How to Get AI Help with Coding Locally

Local LLMGenerative AIcodinglocal

Local coding agents are great. Instead of relying on cloud-based services, you can now run powerful AI coding assistants entirely on your own hardware. In this guide, we’ll walk through setting up LM Studio with Qwen Code, giving you a local coding CLI agent you can use anywhere.

What you’ll need

  • LM Studio → to run large language models locally and expose them via an API
  • Qwen Coder models → in particular qwen/qwen3-coder-30b. You’ll find these in LM Studio.
  • Node.js + npm → required to install Qwen Code. Check out NVM on windows.
  • Qwen Code CLI → coding agent you’ll use from the terminal

Step 1: Install LM Studio

LM Studio is a desktop application that lets you run large language models locally, complete with a simple chat interface and a developer-friendly API server.

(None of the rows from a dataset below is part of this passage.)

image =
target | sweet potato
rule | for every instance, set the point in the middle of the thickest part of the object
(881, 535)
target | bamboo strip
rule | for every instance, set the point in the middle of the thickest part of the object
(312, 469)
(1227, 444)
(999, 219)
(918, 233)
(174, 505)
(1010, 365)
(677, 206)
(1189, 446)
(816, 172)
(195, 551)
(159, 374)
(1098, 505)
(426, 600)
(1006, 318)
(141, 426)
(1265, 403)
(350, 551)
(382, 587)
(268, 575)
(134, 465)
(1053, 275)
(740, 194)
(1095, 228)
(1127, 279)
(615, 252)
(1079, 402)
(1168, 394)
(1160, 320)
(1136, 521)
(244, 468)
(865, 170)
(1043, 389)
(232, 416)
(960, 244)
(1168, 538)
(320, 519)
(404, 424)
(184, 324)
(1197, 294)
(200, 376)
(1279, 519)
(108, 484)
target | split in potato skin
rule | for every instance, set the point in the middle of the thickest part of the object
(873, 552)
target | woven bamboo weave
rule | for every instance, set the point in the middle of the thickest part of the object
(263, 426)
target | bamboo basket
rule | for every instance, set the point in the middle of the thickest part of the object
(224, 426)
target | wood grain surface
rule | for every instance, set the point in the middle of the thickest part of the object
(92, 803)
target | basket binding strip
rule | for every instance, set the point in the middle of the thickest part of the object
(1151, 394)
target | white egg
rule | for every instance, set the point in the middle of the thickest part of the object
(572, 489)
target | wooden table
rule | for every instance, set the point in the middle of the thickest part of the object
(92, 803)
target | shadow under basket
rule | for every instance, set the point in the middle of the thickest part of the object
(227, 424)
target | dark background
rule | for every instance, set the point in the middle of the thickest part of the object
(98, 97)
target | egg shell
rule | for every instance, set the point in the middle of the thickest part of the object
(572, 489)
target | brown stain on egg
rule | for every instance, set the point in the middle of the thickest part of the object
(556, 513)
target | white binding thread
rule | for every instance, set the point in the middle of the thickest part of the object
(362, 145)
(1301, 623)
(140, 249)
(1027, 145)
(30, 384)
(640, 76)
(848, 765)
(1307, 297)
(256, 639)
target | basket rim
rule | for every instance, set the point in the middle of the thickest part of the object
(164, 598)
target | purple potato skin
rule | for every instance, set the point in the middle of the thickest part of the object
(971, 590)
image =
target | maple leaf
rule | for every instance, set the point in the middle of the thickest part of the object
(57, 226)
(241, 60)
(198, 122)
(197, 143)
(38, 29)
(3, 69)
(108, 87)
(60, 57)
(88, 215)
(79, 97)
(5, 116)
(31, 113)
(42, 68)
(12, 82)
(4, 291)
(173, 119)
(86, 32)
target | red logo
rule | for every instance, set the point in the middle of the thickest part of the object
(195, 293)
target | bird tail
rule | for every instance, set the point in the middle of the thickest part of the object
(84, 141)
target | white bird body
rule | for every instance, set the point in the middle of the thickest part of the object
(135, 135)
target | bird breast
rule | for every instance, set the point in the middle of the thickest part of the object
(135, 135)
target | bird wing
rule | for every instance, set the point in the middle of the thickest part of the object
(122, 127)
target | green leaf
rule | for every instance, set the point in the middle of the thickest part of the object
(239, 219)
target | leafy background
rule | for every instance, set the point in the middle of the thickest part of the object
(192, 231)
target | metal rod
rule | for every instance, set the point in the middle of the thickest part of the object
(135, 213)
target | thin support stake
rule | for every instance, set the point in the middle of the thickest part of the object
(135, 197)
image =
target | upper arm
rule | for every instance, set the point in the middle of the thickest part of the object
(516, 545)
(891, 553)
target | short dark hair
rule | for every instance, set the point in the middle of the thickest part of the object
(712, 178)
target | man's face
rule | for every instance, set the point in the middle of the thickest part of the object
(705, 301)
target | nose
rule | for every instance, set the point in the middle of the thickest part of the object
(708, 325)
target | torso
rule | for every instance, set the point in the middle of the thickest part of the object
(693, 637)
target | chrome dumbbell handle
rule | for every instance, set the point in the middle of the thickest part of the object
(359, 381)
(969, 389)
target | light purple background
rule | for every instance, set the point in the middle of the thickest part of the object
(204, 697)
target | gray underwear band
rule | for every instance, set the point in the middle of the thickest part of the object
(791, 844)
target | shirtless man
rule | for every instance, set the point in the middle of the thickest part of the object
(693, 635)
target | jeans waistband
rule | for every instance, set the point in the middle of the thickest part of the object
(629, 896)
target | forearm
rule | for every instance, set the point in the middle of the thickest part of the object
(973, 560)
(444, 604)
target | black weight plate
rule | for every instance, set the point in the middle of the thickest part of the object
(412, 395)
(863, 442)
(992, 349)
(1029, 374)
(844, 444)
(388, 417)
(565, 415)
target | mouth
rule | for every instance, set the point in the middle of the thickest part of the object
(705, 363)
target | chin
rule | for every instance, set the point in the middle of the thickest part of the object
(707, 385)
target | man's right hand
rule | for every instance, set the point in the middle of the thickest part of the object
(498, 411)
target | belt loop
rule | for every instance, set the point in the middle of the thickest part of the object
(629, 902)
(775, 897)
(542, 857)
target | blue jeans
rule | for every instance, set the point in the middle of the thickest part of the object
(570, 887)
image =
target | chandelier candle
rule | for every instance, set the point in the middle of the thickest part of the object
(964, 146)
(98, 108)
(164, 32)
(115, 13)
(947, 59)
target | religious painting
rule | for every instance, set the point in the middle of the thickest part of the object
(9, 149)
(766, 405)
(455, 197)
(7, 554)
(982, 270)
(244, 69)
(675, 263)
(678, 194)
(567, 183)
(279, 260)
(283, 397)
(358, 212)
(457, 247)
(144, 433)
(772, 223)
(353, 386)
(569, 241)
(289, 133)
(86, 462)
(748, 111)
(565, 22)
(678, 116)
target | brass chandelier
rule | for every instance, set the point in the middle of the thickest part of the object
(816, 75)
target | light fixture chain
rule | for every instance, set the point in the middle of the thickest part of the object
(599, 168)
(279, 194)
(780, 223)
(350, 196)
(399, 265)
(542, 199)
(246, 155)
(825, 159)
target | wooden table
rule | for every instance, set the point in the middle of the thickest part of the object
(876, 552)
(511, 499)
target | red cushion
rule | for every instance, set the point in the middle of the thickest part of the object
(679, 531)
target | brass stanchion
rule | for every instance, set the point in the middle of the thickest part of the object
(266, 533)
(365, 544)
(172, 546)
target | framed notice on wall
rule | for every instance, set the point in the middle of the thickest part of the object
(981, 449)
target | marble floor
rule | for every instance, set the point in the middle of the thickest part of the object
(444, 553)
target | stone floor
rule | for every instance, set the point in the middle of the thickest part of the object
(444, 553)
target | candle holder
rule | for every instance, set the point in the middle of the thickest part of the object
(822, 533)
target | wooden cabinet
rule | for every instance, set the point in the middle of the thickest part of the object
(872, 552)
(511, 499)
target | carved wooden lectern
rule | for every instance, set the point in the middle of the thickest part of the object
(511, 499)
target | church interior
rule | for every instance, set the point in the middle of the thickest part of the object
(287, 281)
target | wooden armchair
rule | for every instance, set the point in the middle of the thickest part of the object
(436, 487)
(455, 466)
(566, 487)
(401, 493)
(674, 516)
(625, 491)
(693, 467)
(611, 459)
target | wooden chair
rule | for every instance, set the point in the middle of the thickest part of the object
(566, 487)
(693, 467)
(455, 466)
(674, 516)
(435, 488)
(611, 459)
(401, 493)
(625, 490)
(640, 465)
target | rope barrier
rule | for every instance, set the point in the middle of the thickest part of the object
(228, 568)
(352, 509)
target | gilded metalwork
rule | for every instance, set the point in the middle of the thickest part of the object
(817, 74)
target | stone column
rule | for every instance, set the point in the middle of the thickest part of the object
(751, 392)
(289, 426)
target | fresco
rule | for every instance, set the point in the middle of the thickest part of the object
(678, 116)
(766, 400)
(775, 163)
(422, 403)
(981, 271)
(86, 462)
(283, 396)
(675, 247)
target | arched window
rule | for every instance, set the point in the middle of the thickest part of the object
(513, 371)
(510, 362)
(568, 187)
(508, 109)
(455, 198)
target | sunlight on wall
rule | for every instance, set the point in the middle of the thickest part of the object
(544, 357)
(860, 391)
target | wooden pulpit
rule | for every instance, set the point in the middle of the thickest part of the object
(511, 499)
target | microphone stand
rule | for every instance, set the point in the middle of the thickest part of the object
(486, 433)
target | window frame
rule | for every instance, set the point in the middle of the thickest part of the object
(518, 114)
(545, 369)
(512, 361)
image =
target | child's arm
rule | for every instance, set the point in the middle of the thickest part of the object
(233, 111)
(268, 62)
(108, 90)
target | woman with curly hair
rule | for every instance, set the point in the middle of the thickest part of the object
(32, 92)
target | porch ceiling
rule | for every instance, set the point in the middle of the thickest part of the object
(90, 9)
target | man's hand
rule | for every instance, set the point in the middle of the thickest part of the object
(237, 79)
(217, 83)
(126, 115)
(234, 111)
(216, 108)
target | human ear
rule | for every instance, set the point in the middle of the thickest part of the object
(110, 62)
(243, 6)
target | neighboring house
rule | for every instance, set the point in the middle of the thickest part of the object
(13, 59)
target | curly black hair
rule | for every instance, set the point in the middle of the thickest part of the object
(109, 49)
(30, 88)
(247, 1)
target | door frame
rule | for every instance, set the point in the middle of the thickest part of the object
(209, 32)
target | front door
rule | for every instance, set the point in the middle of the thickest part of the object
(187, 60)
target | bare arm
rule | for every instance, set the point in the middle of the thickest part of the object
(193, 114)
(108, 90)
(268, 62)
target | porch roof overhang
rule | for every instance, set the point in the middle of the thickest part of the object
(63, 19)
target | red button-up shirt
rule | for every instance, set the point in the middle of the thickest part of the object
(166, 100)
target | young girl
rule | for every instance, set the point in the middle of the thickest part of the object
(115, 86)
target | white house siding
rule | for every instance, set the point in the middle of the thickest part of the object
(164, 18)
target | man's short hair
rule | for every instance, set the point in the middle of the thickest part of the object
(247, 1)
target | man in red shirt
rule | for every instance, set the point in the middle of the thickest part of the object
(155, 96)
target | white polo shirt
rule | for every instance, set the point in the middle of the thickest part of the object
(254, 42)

Download and install LM Studio for your operating system. Once installed, you’ll have a clean interface for loading and running models.

Step 2: Select the model

For this example, we’ll use:

qwen/qwen3-coder-30b

When you select a model, LM Studio will show the estimated VRAM and RAM requirements. Before going further, it’s a good idea to test the model in the LM Studio chat tab. See how it performs in practice.

Step 3: Tweak the settings

LM Studio allows per-model settings. Open the model folder, click the settings icon, and review the available options. Key things to consider:

  • Force expert weights onto CPU → lets you offload the MoE (Mixture of Experts) layer to the CPU, which often speeds things up significantly.
  • Flash Attention → can improve performance.
  • Context length → the longer, the better (but higher VRAM usage). I’m using 50k myself.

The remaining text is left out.